Fresh Life Church’s Downtown Whitefish Proposal Slated for Planning Board Hearing

City staff recommends approval of conditional-use permit while acknowledging overwhelming objections from public

By Tristan Scott
Preliminary design of the Fresh Life Church building in downtown Whitefish. Courtesy rendering

A request by Fresh Life Church to develop a new location in the heart of Whitefish’s downtown corridor is headed for the planning board this week, with city staff recommending approval of a conditional-use permit despite overwhelming opposition to the project from members of the public.

The Whitefish Planning Board on Jan. 18 is slated to consider Fresh Life’s request to build a 10,810-square-foot building that would include space for a church below ground level, per city zoning requirements, as well as retail and office space above ground.

A staff report from the Whitefish Planning Department released Jan. 12 highlights elements of the proposed project that do not align with the city’s growth policy or its downtown master plan, but ultimately recommends approval because many of those discrepancies can be or already have been mitigated with design changes.

Still, the 15-page report details a groundswell of public backlash to the proposed project, with the majority of commenters looking askance at a new church they say runs counter to Whitefish’s downtown character. The report includes copies of 63 public comments submitted in writing, all of them opposed to the project.

“There is significant community concern about how this proposed structure and use would fit in with the community character,” the report states. “Many of the comments received from the public expressed the opinion that this use is out of character and the wrong or an inappropriate type of development for downtown and for Central Avenue. A location out of downtown is believed to be more appropriate for this type of use.”

The concerns include: loss of revenue due to the tax-exempt status of the church; increased traffic congestion and insufficient parking; a public perception of the church’s poor track record of developments in downtown Kalispell; the displacement of small businesses and alienation of people who are not members of the congregation; a dearth of benefits to the city of Whitefish and its residents.

The lion’s share of the comments asserts that Whitefish’s downtown corridor is the wrong location for another church, and that another location outside of downtown is more appropriate.

The proposed location shares a block with the historic First Presbyterian Church, which was built prior to current zoning regulations. As proposed, the new church would span three lots at 334 Central Ave., including the former location of Lakestream Fly Shop, which operated there for years before moving to its current spot on Spokane Avenue.

According to its application, Fresh Life Church bills the proposed project as a “better use of three city lots with infill style construction.” Fresh Life is currently in the midst of a similar infill project in downtown Kalispell, where construction is underway on a two-story building between a pair of historic buildings it owns on First Avenue East.

Since its establishment in Kalispell in 2007, Fresh Life Church has grown significantly in size and scope. The church, led by pastor Levi Lusko, who moved to the Flathead Valley from California and formed the church at 25, has acquired multiple properties in downtown and expanded to cities across Montana. Within only a few years, the church drew a regular local congregation of roughly 1,500 people.

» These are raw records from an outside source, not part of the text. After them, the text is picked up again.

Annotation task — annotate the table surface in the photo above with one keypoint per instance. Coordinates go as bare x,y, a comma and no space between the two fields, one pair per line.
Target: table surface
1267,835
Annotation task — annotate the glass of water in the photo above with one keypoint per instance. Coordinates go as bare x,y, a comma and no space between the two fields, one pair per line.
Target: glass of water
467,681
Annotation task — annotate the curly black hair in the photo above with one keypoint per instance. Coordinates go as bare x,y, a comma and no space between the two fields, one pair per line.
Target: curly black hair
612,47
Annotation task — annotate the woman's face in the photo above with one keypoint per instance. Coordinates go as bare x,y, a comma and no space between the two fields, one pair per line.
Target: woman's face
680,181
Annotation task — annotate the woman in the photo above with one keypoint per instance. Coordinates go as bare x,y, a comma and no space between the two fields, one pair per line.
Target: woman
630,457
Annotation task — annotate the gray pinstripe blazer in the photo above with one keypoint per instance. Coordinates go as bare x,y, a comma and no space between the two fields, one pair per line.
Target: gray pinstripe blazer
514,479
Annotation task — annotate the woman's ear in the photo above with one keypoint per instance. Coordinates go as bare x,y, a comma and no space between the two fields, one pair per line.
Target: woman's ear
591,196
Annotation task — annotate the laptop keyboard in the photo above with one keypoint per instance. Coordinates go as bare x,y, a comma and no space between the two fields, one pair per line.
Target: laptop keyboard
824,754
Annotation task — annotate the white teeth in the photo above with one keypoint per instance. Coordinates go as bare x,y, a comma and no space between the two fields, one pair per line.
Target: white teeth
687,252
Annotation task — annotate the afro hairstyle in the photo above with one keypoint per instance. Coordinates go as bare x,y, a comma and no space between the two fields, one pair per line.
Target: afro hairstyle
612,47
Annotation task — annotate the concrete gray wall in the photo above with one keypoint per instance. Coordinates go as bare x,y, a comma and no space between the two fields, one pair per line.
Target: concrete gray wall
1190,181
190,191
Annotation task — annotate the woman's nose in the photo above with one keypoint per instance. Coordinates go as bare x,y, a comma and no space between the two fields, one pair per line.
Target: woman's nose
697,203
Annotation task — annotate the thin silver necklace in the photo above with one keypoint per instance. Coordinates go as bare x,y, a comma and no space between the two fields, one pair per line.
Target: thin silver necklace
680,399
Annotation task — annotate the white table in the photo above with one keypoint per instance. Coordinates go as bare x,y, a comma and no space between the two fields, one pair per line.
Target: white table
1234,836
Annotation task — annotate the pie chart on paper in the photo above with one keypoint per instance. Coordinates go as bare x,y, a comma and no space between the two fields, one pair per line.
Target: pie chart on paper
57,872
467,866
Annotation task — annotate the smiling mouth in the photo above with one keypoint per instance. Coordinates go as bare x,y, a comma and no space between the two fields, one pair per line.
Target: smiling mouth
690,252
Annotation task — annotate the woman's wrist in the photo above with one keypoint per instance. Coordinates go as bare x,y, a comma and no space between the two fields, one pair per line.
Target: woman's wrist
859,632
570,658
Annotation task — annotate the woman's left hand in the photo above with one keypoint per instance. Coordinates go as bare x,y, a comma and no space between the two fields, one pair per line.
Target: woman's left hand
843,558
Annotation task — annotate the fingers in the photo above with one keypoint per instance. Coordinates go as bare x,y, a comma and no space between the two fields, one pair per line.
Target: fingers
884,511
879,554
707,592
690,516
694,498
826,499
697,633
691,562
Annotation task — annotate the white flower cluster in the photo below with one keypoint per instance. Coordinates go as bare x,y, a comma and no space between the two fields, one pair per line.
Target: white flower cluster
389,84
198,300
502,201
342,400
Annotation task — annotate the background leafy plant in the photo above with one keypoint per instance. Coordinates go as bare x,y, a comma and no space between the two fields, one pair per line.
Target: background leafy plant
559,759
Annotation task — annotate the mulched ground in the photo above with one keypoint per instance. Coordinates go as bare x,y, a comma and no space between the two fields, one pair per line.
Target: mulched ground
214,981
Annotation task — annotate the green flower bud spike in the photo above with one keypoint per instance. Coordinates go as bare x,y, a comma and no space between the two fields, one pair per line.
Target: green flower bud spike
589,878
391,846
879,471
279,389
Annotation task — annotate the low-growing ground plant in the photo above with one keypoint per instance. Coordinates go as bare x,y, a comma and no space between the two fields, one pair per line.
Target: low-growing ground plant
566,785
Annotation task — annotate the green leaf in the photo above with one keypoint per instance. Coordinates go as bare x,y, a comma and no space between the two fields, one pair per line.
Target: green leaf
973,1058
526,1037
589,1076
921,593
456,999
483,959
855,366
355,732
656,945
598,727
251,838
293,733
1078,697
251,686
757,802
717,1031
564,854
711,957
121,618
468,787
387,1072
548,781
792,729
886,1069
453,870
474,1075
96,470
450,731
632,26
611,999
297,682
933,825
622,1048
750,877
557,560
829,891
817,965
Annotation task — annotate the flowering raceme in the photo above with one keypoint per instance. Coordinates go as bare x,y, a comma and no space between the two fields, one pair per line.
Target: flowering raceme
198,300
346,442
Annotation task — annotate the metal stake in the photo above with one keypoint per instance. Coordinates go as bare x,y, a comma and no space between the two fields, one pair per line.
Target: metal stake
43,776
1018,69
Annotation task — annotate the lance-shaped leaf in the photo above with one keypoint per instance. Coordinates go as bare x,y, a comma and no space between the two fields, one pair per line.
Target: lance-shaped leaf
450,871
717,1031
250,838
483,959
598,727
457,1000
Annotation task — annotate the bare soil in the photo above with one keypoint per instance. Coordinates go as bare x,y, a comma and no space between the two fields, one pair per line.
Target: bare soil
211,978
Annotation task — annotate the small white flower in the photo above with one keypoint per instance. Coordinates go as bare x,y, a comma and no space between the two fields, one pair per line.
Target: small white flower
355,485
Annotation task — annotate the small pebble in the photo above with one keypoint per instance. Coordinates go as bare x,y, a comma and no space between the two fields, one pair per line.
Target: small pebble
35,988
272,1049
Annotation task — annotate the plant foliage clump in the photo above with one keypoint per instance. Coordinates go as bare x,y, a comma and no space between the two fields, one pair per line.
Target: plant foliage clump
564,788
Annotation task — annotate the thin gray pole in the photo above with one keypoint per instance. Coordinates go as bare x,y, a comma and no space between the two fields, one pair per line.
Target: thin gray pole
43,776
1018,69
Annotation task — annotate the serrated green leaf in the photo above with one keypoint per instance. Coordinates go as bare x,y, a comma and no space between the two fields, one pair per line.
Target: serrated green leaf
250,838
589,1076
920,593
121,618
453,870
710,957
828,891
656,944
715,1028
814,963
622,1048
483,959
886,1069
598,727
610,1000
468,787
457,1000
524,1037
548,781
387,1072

As the congregation has continued to grow, so has Fresh Life’s real estate portfolio. The church moved its original headquarters from above the Overflowing Cup coffee bistro on Kalispell’s Main Street into the Strand Theatre on Second Street East in 2007. The church purchased the theater in 2010 and that same year also bought the nearby Liberty Theatre and former First Avenue Café building next door to the Montana Building. The church also now leases space in the Montana Building.

There are two reasons Fresh Life must obtain a conditional-use permit from the city of Whitefish in order to build a new church — the proposed size exceeds the 7,500-square-foot building threshold defined in WB-3 zoning regulations that steer development in Whitefish’s Old Town Central District; and churches in that district cannot operate at ground level under current zoning requirements.

In order to comply with current zoning as well as the character of Whitefish’s downtown core, Fresh Life has proposed a split-level building with one floor situated below ground level and one above, according to Hilary Lindh, long-range planner with the Whitefish Planning Board and the author of the planning report. The application also proposes five retail spaces.

The general business district does not include parking requirements, and the application states parking demand would increase significantly during its Sunday services at 9 a.m. and 11 a.m. The church estimates it will draw a congregation of about 150 people. Its Whitefish congregation currently gathers at the Whitefish Performing Arts Center.

Additionally, the building will accommodate a staff of between two and four employees during business hours Monday through Thursday, as well as part of the day Saturday, according to the application.

There are also no setback requirements in the general business district, and Lindh said architectural drawings show the ground-level retail spaces would abut the sidewalk, with no landscaping or screening. The building’s proposed dimensions would be 125 feet deep and 90 feet wide, including the 60-by-80-foot area designated for retail space.

The planning board will make a recommendation to the Whitefish City Council, which will hold a public hearing and take final action on Tuesday, Feb. 20 at 7:10 p.m.